Il avait pu choisir jeux, boissons et bédés préférés. Le psychologue n'a même pas eu à intervenir.
Le bureau des enfants égarés a eu du pain sur la planche. Il a recueilli Thibaut (10 ans), Christophe (7), Tarik (12), Yannik (12), Suares (13), puis Christophe (14), Jonas (10), Cindy (12), Sarah (16), Laurence (17), Geoffrey, Sébastien (11), loris (8) et encore Sarah (16).
Les parents ont bien compris le message : ils ont su exactement où et à qui s'adresser... et tout est à chaque fois rentré dans l'ordre.
Un Sébastien, qui avait perdu sa maman, a pensé comme un grand qu'il la retrouverait sans doute au commissariat.
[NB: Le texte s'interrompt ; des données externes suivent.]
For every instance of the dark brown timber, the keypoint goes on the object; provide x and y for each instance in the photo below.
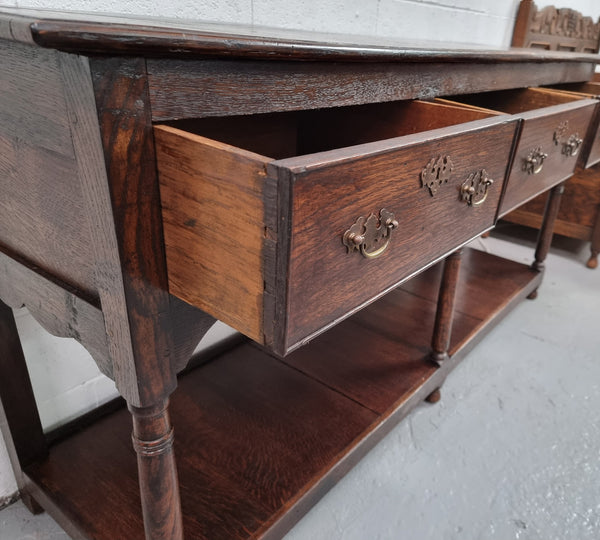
(22, 430)
(442, 331)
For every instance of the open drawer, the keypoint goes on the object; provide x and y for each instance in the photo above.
(591, 153)
(552, 135)
(349, 203)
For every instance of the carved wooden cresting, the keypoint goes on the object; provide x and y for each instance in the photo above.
(557, 29)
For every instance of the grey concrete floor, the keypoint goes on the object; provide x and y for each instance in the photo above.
(511, 451)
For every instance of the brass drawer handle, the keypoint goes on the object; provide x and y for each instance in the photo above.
(474, 190)
(572, 145)
(370, 235)
(534, 162)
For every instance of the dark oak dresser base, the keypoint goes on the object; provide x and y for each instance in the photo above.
(260, 440)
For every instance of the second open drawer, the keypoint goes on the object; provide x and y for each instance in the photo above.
(553, 134)
(351, 202)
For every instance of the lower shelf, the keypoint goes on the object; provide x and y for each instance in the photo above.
(260, 440)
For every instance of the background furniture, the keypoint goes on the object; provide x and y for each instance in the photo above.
(579, 214)
(160, 160)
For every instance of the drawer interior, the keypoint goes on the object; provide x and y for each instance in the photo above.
(290, 134)
(588, 88)
(516, 101)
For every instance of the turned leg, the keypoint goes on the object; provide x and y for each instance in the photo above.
(547, 228)
(159, 486)
(546, 231)
(19, 418)
(593, 260)
(442, 330)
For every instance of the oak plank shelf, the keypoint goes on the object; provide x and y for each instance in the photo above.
(260, 440)
(157, 176)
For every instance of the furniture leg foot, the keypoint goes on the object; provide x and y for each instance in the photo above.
(159, 486)
(434, 397)
(532, 295)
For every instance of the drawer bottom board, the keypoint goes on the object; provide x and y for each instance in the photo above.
(260, 440)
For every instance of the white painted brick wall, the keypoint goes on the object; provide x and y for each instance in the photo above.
(66, 381)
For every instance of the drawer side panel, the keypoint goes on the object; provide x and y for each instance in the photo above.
(213, 214)
(546, 133)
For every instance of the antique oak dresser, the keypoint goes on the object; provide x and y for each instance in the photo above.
(568, 30)
(156, 176)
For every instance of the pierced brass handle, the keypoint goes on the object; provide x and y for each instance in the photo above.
(474, 190)
(572, 145)
(370, 235)
(534, 161)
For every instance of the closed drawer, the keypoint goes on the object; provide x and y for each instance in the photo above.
(350, 202)
(552, 135)
(591, 153)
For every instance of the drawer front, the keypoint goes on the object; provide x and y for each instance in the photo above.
(591, 154)
(547, 152)
(424, 185)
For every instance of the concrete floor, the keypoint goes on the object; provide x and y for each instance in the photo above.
(511, 451)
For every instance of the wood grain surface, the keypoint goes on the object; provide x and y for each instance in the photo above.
(42, 212)
(151, 36)
(214, 226)
(57, 308)
(365, 179)
(195, 88)
(260, 440)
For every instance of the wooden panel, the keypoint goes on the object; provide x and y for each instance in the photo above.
(228, 486)
(135, 284)
(539, 132)
(214, 222)
(42, 215)
(191, 89)
(363, 180)
(55, 307)
(328, 129)
(33, 106)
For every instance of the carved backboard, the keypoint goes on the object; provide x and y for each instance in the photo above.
(555, 29)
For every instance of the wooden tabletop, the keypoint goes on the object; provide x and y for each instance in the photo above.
(93, 33)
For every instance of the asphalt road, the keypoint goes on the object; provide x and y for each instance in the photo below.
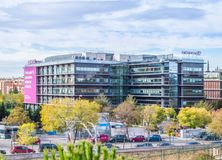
(62, 140)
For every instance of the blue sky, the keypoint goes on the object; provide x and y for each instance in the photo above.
(35, 29)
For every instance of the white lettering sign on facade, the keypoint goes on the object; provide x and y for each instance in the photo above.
(197, 53)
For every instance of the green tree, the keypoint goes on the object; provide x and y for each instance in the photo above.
(69, 115)
(25, 133)
(216, 125)
(217, 104)
(203, 104)
(3, 111)
(127, 112)
(152, 116)
(17, 117)
(12, 100)
(194, 117)
(34, 114)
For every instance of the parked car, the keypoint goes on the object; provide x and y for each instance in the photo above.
(38, 141)
(193, 143)
(210, 137)
(155, 138)
(165, 144)
(103, 138)
(21, 149)
(139, 138)
(217, 142)
(118, 138)
(144, 145)
(2, 152)
(48, 146)
(110, 146)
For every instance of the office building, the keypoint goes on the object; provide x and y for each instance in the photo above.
(163, 80)
(213, 85)
(8, 85)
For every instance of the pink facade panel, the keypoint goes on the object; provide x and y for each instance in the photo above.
(30, 85)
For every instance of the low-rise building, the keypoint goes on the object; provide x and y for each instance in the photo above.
(8, 85)
(163, 80)
(213, 85)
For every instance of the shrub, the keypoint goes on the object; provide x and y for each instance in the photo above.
(84, 151)
(202, 156)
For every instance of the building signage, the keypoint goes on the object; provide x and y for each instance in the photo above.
(197, 53)
(30, 85)
(33, 61)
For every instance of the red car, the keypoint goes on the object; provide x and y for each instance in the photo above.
(21, 149)
(38, 141)
(138, 138)
(103, 138)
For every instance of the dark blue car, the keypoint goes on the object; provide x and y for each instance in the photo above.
(155, 138)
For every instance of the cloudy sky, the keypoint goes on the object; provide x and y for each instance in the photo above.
(35, 29)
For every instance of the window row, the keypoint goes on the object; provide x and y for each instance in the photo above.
(92, 80)
(147, 80)
(56, 90)
(150, 92)
(58, 69)
(92, 69)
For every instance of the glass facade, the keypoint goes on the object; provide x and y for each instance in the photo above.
(166, 82)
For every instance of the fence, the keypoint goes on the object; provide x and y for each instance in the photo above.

Elle y était !
Saluons aussi le travail efficace de
Baudouin. Son rôle s'est avéré plus qu'indispensable puisque, au dernier bilan, elle avait comptabilisé près de cent interventions, dont 1 (ou 2) malaise cardiaque.
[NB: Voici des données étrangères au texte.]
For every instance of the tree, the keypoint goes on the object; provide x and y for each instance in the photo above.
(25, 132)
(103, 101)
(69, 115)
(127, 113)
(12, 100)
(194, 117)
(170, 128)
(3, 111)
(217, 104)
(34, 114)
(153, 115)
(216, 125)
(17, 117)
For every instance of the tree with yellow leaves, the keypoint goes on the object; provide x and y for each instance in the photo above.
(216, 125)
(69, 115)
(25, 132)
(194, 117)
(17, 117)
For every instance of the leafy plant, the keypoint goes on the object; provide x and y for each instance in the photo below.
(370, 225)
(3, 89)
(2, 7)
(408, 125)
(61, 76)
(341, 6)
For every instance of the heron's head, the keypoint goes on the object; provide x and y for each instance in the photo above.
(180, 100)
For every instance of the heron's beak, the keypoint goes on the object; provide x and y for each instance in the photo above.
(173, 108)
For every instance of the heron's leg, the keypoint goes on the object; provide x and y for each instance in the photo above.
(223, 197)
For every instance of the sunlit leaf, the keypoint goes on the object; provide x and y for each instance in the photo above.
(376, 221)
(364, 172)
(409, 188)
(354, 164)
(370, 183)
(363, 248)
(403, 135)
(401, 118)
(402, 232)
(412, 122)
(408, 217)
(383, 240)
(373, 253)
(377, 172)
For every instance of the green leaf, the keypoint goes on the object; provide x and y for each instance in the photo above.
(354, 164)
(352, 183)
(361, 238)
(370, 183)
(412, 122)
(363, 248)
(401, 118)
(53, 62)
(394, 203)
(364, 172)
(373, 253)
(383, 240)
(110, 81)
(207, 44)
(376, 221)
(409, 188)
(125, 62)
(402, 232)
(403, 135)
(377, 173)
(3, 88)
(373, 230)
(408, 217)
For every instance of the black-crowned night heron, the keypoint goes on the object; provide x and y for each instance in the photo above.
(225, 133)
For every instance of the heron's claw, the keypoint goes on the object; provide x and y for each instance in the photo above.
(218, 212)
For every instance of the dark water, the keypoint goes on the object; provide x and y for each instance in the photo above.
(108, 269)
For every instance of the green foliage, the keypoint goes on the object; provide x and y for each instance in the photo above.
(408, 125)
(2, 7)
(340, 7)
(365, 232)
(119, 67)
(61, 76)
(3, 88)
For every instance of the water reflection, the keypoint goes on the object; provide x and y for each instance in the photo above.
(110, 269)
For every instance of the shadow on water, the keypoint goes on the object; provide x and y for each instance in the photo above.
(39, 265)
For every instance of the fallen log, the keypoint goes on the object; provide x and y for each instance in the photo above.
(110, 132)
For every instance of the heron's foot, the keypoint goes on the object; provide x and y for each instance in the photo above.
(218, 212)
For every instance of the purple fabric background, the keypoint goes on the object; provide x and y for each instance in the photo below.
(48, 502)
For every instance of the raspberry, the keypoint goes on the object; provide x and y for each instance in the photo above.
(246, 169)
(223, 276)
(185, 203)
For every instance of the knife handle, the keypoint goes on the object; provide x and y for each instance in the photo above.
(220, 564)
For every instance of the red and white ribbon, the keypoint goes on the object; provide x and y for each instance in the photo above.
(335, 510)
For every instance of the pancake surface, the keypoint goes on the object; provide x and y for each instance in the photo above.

La plupart - une soixantaine - des interventions ont été enregistrées en début de parcours. Les médecins les attribuent à l'engorgement qui s'est créé au départ de la gare du Nord. Ils ont eu à traiter des cas classiques d'hyperventilation, d'hypoglycémie et de crises d'asthme. Ajoutez quelques cas d'éthylisme et d'épilepsie.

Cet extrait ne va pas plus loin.